Geçen yıl IŞİD barbarlığı karşısında Ezidilerin anlattıkları çok ağır gelmişti, bazılarını yazamadım bile. Ezidi ülkesi Şengal’i (Sincar) IŞİD’den kurtarmak için ‘Özgür Şengal Operasyonu’nun başladığını öğrenince 23 Eylül 2014’te Derik kampında kulak verdiğim insanları hatırladım yeniden.
Çadırların önünde oturmuş beyaz tülbentli kadınlar…
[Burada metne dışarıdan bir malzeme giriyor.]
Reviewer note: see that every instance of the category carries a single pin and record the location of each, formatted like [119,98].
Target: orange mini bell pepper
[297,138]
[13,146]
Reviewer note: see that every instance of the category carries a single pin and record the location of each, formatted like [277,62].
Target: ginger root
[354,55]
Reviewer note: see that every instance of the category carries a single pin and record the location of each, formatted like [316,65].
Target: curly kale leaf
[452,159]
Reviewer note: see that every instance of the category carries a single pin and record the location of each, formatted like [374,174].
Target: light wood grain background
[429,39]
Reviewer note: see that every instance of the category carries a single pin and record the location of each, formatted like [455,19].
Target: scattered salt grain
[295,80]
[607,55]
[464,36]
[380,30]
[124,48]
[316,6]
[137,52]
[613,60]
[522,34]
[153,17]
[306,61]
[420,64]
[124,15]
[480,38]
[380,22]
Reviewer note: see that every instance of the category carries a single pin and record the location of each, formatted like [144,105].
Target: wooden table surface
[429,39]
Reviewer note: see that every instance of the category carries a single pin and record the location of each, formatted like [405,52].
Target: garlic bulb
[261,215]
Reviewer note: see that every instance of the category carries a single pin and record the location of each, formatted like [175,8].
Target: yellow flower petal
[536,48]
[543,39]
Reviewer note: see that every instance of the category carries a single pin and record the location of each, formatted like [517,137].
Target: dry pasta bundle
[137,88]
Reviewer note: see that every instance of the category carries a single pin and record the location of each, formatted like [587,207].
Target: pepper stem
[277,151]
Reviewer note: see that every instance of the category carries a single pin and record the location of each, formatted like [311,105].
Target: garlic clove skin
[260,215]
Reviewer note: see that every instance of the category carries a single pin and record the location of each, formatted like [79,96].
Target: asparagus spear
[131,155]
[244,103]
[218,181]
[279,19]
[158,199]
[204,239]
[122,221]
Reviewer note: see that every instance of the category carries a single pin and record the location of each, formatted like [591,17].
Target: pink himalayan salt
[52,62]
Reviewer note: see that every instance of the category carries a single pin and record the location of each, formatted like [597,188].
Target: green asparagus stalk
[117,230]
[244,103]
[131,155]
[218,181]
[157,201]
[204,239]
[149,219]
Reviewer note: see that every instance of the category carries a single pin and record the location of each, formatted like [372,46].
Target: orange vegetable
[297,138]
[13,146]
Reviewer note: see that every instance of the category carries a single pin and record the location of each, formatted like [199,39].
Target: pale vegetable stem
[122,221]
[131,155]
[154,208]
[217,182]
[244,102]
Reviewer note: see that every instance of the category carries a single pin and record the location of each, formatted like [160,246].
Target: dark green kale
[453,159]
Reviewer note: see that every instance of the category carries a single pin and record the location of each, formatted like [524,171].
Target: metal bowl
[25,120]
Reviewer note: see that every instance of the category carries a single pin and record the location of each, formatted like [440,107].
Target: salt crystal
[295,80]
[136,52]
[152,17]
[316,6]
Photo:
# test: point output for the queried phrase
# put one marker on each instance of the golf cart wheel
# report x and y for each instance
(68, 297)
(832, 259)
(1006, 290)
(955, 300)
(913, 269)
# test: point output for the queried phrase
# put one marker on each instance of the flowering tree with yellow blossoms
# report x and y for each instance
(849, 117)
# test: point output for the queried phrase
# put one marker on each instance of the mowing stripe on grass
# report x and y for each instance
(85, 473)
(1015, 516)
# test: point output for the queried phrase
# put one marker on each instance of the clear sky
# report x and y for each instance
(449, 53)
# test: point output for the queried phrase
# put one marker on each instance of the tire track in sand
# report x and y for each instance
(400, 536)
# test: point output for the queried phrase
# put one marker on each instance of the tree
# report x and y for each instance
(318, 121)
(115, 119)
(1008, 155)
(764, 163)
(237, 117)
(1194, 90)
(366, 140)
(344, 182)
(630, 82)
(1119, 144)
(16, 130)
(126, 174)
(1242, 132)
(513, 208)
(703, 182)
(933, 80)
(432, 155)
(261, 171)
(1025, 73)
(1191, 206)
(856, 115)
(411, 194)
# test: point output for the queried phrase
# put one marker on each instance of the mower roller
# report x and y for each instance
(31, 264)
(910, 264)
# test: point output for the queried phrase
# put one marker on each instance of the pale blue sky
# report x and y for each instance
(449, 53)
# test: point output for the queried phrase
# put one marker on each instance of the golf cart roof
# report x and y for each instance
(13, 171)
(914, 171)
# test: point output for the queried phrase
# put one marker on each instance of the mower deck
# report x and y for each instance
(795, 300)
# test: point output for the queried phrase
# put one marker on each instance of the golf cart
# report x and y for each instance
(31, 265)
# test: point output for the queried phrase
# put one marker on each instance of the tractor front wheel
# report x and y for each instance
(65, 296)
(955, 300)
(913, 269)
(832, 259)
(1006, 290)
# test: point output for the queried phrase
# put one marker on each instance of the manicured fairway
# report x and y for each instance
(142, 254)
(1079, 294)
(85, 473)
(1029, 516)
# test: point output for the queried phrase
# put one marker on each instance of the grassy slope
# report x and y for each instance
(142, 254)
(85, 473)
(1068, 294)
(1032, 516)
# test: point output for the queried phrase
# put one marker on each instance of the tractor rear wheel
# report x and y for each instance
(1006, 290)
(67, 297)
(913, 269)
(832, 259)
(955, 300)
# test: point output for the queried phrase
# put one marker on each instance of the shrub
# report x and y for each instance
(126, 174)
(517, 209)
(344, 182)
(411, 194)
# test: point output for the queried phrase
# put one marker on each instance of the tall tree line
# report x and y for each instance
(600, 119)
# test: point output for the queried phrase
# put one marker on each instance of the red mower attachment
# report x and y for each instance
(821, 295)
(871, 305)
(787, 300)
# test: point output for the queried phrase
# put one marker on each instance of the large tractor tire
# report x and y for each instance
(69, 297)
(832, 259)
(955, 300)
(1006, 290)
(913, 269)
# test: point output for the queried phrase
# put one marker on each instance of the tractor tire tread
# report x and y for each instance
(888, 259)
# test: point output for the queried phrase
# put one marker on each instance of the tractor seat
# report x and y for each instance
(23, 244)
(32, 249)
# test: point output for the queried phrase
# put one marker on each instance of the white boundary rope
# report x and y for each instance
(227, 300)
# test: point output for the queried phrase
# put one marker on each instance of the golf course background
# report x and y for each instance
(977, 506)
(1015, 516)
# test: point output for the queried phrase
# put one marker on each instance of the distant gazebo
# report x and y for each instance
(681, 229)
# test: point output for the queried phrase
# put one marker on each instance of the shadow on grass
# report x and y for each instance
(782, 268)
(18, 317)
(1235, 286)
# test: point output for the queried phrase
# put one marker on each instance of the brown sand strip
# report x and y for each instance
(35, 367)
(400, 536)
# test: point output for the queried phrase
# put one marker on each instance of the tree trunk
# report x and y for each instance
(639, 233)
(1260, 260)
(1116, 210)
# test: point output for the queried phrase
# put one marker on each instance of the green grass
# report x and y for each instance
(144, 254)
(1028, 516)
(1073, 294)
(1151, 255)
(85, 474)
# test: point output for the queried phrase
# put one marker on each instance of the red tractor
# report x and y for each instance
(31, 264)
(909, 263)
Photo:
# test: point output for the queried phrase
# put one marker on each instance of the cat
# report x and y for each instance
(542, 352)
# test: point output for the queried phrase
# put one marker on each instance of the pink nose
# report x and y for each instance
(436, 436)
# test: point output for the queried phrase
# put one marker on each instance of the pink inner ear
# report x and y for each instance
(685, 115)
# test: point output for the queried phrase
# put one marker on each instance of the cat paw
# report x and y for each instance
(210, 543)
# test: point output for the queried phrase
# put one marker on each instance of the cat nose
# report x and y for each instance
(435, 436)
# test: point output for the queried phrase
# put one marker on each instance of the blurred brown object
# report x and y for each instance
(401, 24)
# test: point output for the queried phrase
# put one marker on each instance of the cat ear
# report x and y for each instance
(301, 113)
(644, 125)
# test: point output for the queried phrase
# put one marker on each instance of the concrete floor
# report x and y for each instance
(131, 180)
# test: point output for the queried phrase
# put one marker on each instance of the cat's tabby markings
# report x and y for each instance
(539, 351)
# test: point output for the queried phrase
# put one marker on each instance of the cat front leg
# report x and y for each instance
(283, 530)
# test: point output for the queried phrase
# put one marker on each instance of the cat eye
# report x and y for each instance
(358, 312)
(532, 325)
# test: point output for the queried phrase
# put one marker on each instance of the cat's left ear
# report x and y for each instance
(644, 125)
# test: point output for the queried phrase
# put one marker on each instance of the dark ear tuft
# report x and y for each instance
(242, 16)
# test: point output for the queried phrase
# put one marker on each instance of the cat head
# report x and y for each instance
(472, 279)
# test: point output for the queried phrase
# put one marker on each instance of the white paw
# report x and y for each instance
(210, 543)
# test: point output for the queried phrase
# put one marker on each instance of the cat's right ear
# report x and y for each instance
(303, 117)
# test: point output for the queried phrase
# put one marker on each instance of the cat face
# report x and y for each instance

Derinlere, çok derinlere dalmış bakışlar…
Çaresiz erkekler…
Taştan, topraktan oyun çıkaran çocuklar…
65 yaşındaki Murat Nasır öfkeliydi, kırgındı, umutsuzdu:
“Gece ikide Girzerik köyündeki çocuklarımla konuştum. Köyde çatışıyorlar, haber gönderip yardım istiyorlar ama yardım gitmiyor. Köyden kaçıp Şengal’in merkezine geldiler. Biz Şengal’deydik. Peşmerge, asayiş, parti sorumluları hepsi yanımdan geçip gitti. ‘Ayıptır’ dedim, ‘Düne kadar aslandınız şimdi tilki oldunuz’ dedim. ‘Baba kendini kurtar, dağa çık’ deyip gittiler. Dereye ulaştığımızda DAİŞ’i (IŞİD) destekleyen Sünniler bize ateş açtı.